A car or auto loan is a credit product that allows a consumer to borrow money in order to purchase a car. The car is registered as a security for the loan, meaning that the lender (e.g. bank or alternative lender)  has certain legal rights to the vehicle until the loan is paid off.

"Subprime auto loans" are auto loans used to finance the purchase of a car by a person who has a low credit score or a limited credit history. Typically offered by alternative lenders, the interest rates for these loans are higher, ranging from 24 per cent up to nearly 47 per cent.

Auto title loans

Auto title loans are loans against the value of an automobile, and are generally only offered by alternative lenders, such as Money Mega Mart, Fast Action Finance, or Title Loans Online, among others. The loan includes a lien against the ownership of the car. While it has been difficult to determine the average interest rate for auto title loans offered in Canada, rates appear to be in line with those offered by alternative lenders on unsecured installment loans, varying between 30 per cent and 46 per centSince the loan includes a lien against the ownership of the car, if the borrower is unable to repay the loan, the lender may seize and sell the car to recover the borrowed money.

Credit cards

A credit card is an account that allows the borrower to purchase goods or services on credit, and repay over the short-term without interest, or over a longer-term with interest. .
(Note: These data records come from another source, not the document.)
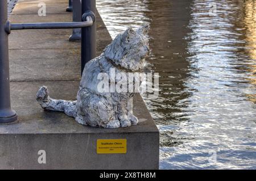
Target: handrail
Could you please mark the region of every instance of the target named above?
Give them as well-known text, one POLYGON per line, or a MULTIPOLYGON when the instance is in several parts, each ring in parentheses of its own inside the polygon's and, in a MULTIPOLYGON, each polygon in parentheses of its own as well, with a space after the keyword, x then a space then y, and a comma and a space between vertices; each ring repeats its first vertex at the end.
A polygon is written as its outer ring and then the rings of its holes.
MULTIPOLYGON (((96 56, 96 22, 93 12, 96 12, 96 0, 81 1, 82 22, 35 23, 11 23, 7 20, 7 1, 0 0, 0 123, 17 120, 10 101, 8 35, 11 30, 82 28, 81 73, 85 64, 96 56)), ((74 5, 77 5, 76 3, 79 0, 76 1, 74 5)))
POLYGON ((35 30, 35 29, 63 29, 78 28, 92 26, 95 20, 95 15, 88 12, 86 16, 83 16, 81 22, 56 22, 56 23, 11 23, 7 20, 5 27, 6 33, 10 34, 11 30, 35 30))
POLYGON ((57 22, 36 23, 10 23, 11 30, 27 29, 77 28, 92 26, 93 21, 88 16, 86 21, 81 22, 57 22))

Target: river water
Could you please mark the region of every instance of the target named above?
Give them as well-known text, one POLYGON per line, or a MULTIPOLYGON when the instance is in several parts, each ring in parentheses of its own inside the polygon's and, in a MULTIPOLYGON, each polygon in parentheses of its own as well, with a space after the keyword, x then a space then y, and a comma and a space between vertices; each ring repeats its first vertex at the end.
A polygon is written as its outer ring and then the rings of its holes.
POLYGON ((160 169, 256 169, 256 1, 97 0, 112 36, 151 25, 160 169))

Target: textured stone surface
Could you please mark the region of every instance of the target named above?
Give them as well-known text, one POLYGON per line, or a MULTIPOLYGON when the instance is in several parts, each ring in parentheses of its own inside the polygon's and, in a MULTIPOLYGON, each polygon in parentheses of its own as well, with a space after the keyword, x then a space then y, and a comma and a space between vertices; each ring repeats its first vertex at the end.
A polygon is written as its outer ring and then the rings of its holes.
MULTIPOLYGON (((25 0, 21 3, 38 1, 25 0)), ((44 1, 68 5, 67 1, 44 1)), ((49 15, 42 19, 31 14, 10 18, 16 22, 54 22, 72 19, 72 14, 68 16, 49 15)), ((98 15, 97 18, 99 55, 112 40, 98 15)), ((47 86, 56 99, 76 98, 80 81, 80 61, 72 57, 80 59, 80 45, 68 44, 71 43, 69 32, 33 31, 34 34, 30 35, 26 31, 13 31, 10 35, 11 99, 18 121, 0 125, 0 169, 158 169, 159 132, 140 95, 135 95, 134 102, 134 113, 139 123, 129 128, 110 129, 85 126, 63 112, 44 111, 38 106, 35 95, 42 85, 47 86), (38 37, 41 37, 40 44, 36 42, 38 37), (56 37, 60 40, 55 45, 51 40, 57 40, 56 37), (46 68, 52 73, 42 74, 46 68), (70 74, 70 77, 63 73, 70 74), (127 154, 97 154, 96 140, 102 138, 126 138, 127 154), (46 151, 46 164, 38 162, 40 150, 46 151)))
MULTIPOLYGON (((88 62, 84 69, 77 101, 52 99, 46 86, 39 89, 36 100, 43 109, 63 111, 84 125, 116 128, 137 124, 138 118, 133 113, 133 96, 136 89, 128 92, 128 82, 133 87, 137 83, 140 84, 141 81, 133 78, 127 82, 127 78, 129 74, 143 70, 144 58, 149 53, 148 31, 148 25, 136 31, 129 28, 118 35, 100 56, 88 62), (101 91, 98 85, 102 80, 98 78, 99 74, 105 73, 109 78, 115 77, 111 75, 113 70, 115 75, 122 74, 126 77, 123 86, 127 89, 121 92, 117 90, 110 92, 110 90, 101 91)), ((108 79, 104 87, 110 87, 112 84, 116 87, 119 81, 115 78, 114 80, 108 79)))

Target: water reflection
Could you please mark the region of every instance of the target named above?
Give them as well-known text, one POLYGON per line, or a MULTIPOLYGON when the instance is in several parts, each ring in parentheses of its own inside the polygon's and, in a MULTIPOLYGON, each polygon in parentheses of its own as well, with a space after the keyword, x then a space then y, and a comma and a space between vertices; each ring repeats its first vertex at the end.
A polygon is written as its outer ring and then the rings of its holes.
POLYGON ((160 131, 160 169, 256 169, 255 2, 98 0, 97 6, 113 37, 151 24, 147 61, 159 73, 160 92, 144 98, 160 131))

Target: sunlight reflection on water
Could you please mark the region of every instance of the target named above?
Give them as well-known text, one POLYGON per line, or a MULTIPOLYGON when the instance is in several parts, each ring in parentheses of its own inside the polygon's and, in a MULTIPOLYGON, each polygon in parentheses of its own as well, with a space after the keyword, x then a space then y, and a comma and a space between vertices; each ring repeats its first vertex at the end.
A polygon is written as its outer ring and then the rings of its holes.
POLYGON ((216 2, 97 1, 113 38, 151 24, 160 169, 256 169, 256 2, 216 2))

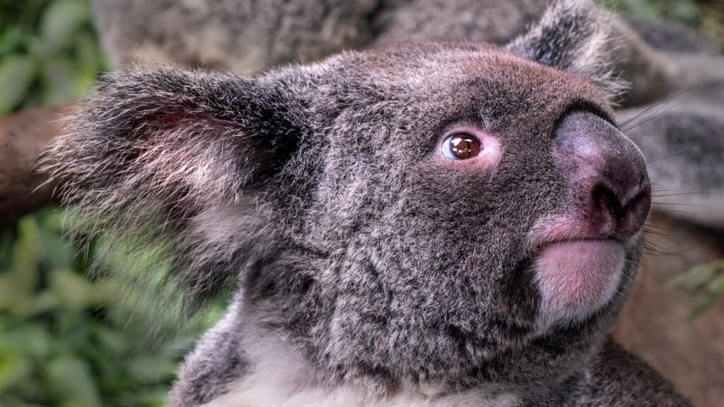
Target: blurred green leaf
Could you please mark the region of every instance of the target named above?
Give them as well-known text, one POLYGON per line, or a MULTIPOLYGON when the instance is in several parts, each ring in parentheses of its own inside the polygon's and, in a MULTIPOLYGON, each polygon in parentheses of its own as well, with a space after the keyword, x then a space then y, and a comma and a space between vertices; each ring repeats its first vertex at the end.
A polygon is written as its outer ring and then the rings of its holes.
POLYGON ((59 305, 63 306, 83 309, 98 303, 95 287, 83 275, 70 270, 54 270, 51 272, 50 288, 59 305))
POLYGON ((53 390, 63 400, 64 406, 101 407, 101 398, 90 369, 81 359, 62 357, 47 366, 53 390))
POLYGON ((668 287, 681 287, 689 295, 698 298, 689 317, 693 322, 724 297, 724 259, 699 264, 673 279, 668 287))
POLYGON ((70 45, 73 35, 90 20, 88 7, 80 1, 61 0, 51 4, 41 20, 41 38, 49 53, 70 45))
POLYGON ((12 112, 25 98, 36 72, 33 58, 10 55, 0 59, 0 114, 12 112))

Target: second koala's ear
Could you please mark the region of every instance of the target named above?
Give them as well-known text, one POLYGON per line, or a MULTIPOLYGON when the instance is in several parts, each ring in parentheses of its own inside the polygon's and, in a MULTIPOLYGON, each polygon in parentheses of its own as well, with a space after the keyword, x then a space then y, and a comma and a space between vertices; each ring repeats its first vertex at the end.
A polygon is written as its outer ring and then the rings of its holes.
POLYGON ((613 25, 612 17, 590 0, 558 0, 508 49, 583 77, 613 100, 626 88, 613 70, 613 25))

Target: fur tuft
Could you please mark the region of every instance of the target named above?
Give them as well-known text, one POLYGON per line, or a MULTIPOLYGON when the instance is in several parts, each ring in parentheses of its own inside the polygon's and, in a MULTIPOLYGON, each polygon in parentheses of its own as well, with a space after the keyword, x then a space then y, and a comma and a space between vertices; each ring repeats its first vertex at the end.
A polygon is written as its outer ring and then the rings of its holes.
POLYGON ((84 214, 83 232, 107 232, 130 252, 160 248, 181 291, 203 298, 274 239, 253 198, 298 133, 283 93, 172 68, 109 75, 43 165, 67 180, 60 195, 84 214))

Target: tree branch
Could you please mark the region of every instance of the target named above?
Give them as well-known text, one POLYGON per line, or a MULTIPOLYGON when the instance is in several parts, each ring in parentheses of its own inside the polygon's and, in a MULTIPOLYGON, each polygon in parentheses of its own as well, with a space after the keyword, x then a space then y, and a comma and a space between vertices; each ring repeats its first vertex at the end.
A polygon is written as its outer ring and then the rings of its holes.
POLYGON ((56 185, 46 183, 47 175, 34 166, 61 133, 59 119, 72 106, 36 107, 0 117, 0 229, 53 201, 56 185))

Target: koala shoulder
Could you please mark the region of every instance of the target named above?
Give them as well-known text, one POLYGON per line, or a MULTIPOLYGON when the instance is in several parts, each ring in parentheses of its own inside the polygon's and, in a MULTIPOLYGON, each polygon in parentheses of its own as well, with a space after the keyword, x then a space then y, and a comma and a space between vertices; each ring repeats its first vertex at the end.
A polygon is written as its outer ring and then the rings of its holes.
POLYGON ((578 407, 691 407, 646 362, 607 339, 592 365, 578 407))
POLYGON ((94 0, 117 64, 175 63, 253 72, 308 62, 370 41, 379 0, 94 0))
POLYGON ((712 52, 711 46, 683 25, 626 16, 623 20, 654 49, 668 52, 712 52))

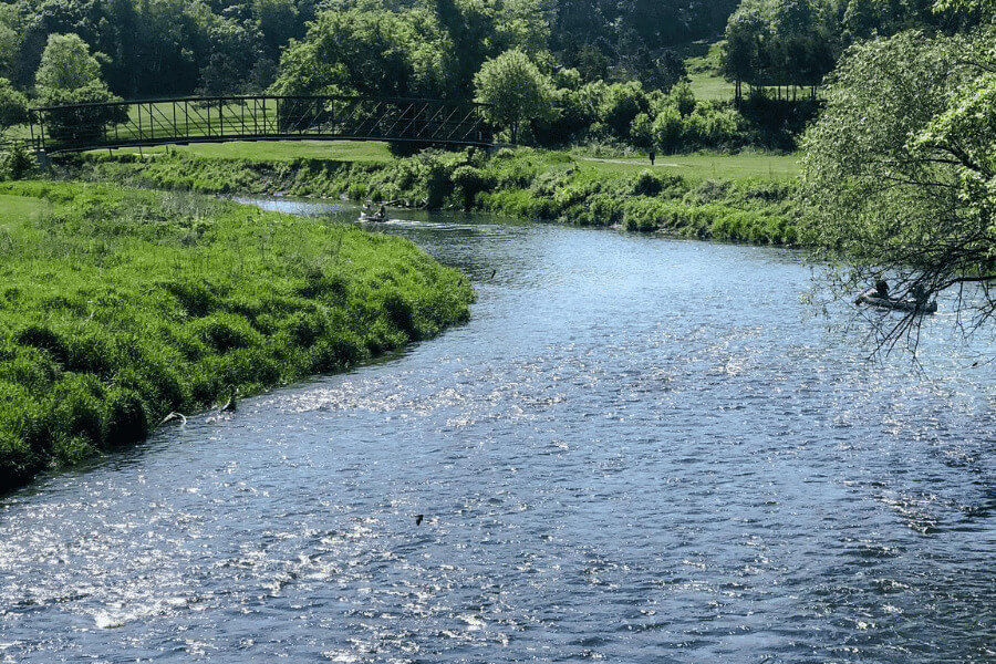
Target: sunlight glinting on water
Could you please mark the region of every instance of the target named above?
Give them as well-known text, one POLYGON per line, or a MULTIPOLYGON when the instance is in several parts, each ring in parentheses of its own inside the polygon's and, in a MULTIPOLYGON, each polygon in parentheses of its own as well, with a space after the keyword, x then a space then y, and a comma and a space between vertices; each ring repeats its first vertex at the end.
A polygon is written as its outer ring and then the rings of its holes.
POLYGON ((996 657, 992 340, 914 374, 795 252, 406 216, 471 321, 6 498, 0 661, 996 657))

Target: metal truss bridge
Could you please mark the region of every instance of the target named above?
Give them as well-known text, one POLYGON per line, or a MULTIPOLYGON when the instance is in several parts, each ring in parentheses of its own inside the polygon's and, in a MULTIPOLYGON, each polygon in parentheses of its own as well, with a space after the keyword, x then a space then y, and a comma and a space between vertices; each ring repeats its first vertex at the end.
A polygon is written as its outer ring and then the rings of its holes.
POLYGON ((444 100, 224 96, 44 106, 31 141, 45 154, 228 141, 492 144, 484 106, 444 100))

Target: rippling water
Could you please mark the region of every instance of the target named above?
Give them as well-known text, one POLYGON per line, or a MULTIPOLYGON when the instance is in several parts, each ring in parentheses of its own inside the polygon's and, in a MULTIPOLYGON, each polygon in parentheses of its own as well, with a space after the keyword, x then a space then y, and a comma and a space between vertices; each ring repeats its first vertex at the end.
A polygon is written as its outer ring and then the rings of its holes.
POLYGON ((473 320, 2 499, 0 660, 996 660, 992 338, 914 374, 790 251, 386 229, 473 320))

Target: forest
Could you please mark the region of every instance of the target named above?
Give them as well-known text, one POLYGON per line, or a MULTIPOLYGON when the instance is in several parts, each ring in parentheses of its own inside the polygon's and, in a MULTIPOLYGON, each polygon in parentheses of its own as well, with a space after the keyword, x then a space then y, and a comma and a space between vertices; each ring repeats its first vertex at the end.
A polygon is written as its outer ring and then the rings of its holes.
POLYGON ((984 15, 926 0, 17 0, 0 4, 0 127, 30 105, 362 94, 487 102, 512 143, 792 151, 850 46, 984 15), (730 98, 696 98, 686 63, 704 53, 730 98))

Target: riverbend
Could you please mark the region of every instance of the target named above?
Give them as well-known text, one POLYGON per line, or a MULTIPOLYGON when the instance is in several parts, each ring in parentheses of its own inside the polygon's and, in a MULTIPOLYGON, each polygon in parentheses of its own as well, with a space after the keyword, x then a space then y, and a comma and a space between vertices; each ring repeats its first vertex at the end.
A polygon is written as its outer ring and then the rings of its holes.
POLYGON ((916 375, 792 251, 405 217, 470 322, 6 497, 0 660, 996 656, 993 340, 945 302, 916 375))

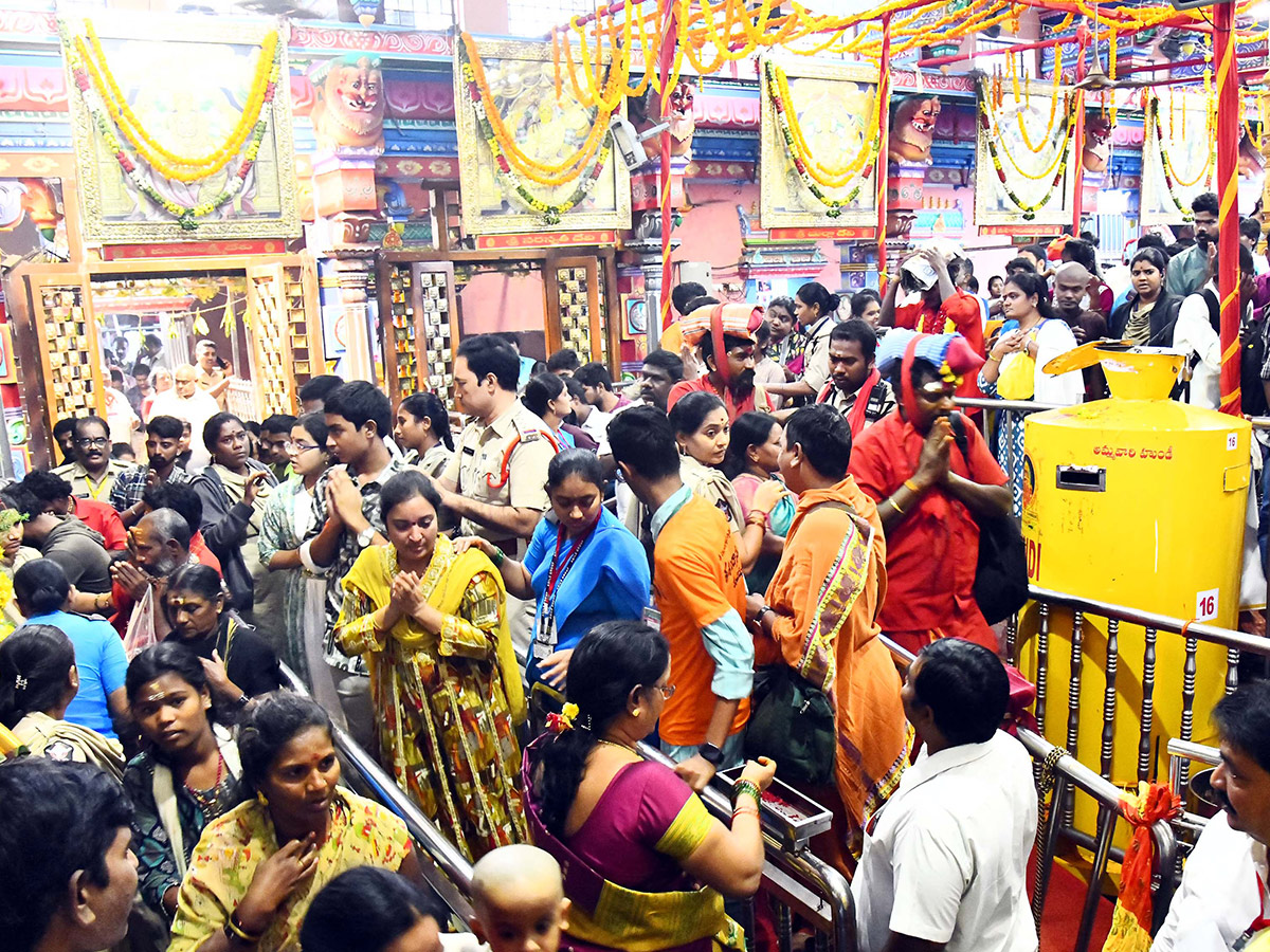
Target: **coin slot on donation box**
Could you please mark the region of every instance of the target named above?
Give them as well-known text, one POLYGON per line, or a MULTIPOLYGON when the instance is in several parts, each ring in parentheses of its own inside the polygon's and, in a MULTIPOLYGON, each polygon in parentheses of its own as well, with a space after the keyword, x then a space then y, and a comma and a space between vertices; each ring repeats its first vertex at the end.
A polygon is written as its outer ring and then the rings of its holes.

Credit cards are very widely held financial products. There are approximately 75 million credit cards in Canada (or approximately 2.5 credit cards per adult), with 93 per cent of Canadian adults holding at least one credit card.

Some may consider credit cards as a high-cost lending product, as they typically have interest rates around or above 20 per cent, and may have other associated fees, including annual fees.

Individuals with lower credit ratings may be able to open an unsecured credit card account, but often with much higher interest rates. Other consumers may consider secured credit cards, in which a deposit is provided by the consumer, but which is seized if the balance goes unpaid.